At least in the U.S. Midwest, most stations have three tanks, one for each grade, no mixing. (I know some in the Northeast do mixing, Sunoco was famous for that. Some very new stations have more than three, sometimes six, usually for diesel, E15, and E85.) The Meridian Pipeline terminates into a tanker farm about 300M from my local bike path, I ride by all the time. Rail cars carry the ethanol in, and it's blended at "the rack" where the tanker fills up. Ethanol can't be put in a pipeline because it absorbs water like crazy (yet another reason to avoid it.)
When I took that photo, the tanker driver happened to be there unloading fuel, and I asked him some questions. The short answer, for V-Power, that particular station is the only Shell around here getting 91E0; all the other local Shells have 93E10. The only reason I can think of, that station is about 500M from boat ramps, and boaters know better than to buy ethanol. If that station didn't have one E0 grade, boaters would fill up elsewhere, probably the BP that's 7 KM south.

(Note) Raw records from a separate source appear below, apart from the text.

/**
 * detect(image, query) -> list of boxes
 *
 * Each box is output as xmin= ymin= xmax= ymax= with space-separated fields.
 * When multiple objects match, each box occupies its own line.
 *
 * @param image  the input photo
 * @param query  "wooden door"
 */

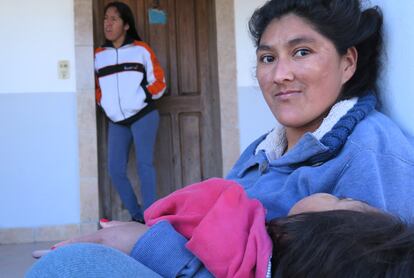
xmin=93 ymin=0 xmax=223 ymax=220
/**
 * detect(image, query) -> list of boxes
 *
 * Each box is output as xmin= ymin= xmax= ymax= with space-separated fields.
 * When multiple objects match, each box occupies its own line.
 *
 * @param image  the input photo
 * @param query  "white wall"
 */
xmin=234 ymin=0 xmax=274 ymax=151
xmin=0 ymin=0 xmax=76 ymax=93
xmin=0 ymin=93 xmax=80 ymax=228
xmin=235 ymin=0 xmax=264 ymax=87
xmin=371 ymin=0 xmax=414 ymax=136
xmin=0 ymin=0 xmax=80 ymax=229
xmin=234 ymin=0 xmax=414 ymax=152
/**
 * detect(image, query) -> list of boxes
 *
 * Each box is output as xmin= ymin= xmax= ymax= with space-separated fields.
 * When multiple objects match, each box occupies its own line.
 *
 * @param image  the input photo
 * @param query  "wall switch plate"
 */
xmin=58 ymin=60 xmax=70 ymax=79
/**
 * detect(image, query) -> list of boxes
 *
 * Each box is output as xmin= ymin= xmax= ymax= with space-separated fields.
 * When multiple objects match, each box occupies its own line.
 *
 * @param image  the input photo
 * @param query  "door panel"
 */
xmin=93 ymin=0 xmax=222 ymax=220
xmin=176 ymin=0 xmax=198 ymax=93
xmin=180 ymin=113 xmax=202 ymax=186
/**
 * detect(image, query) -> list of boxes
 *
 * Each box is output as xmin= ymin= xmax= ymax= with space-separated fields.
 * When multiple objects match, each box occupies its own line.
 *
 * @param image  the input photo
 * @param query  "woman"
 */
xmin=27 ymin=0 xmax=414 ymax=277
xmin=225 ymin=0 xmax=413 ymax=221
xmin=96 ymin=2 xmax=166 ymax=222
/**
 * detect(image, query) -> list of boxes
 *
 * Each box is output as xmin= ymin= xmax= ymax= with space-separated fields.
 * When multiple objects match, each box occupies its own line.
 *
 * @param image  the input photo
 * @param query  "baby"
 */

Another factoid, many independent stations in the upper Midwest (e.g., Kwik Trip) used to have a detergent package that met Top Tier detergent requirements (notably more than EPA requirements.) That was really convenient, especially in western Wisconsin where major oil co. stations are rare. Back in November of 2021, the Top Tier stickers started disappearing from the independent's pumps. There is reportedly a supply chain issue in getting the detergents, and nobody has seen when they'll be back. Third party companies make the additive packages, e.g., Lubrizol, BASF, et al. BASF reportedly makes BP's "Ultimate" additive for them in the U.S.
So in the meantime, I'm back to Shell, even though that station is about 20 KM farther. V-Power also claims to have friction reducers, anti-corrosion properties, and wear reducers, in addition to better detergent. Top Tier covers just detergents.
One more trivia point, Scuderia Ferrari found that going to E10 in the 2022 F1 specs meant that their V-Power lost 20 HP due to lower fuel density/BTUs. That doesn't sound like much, but in F1 where everything counts, it was a problem. For a street car, E10 drops BTUs about 4%.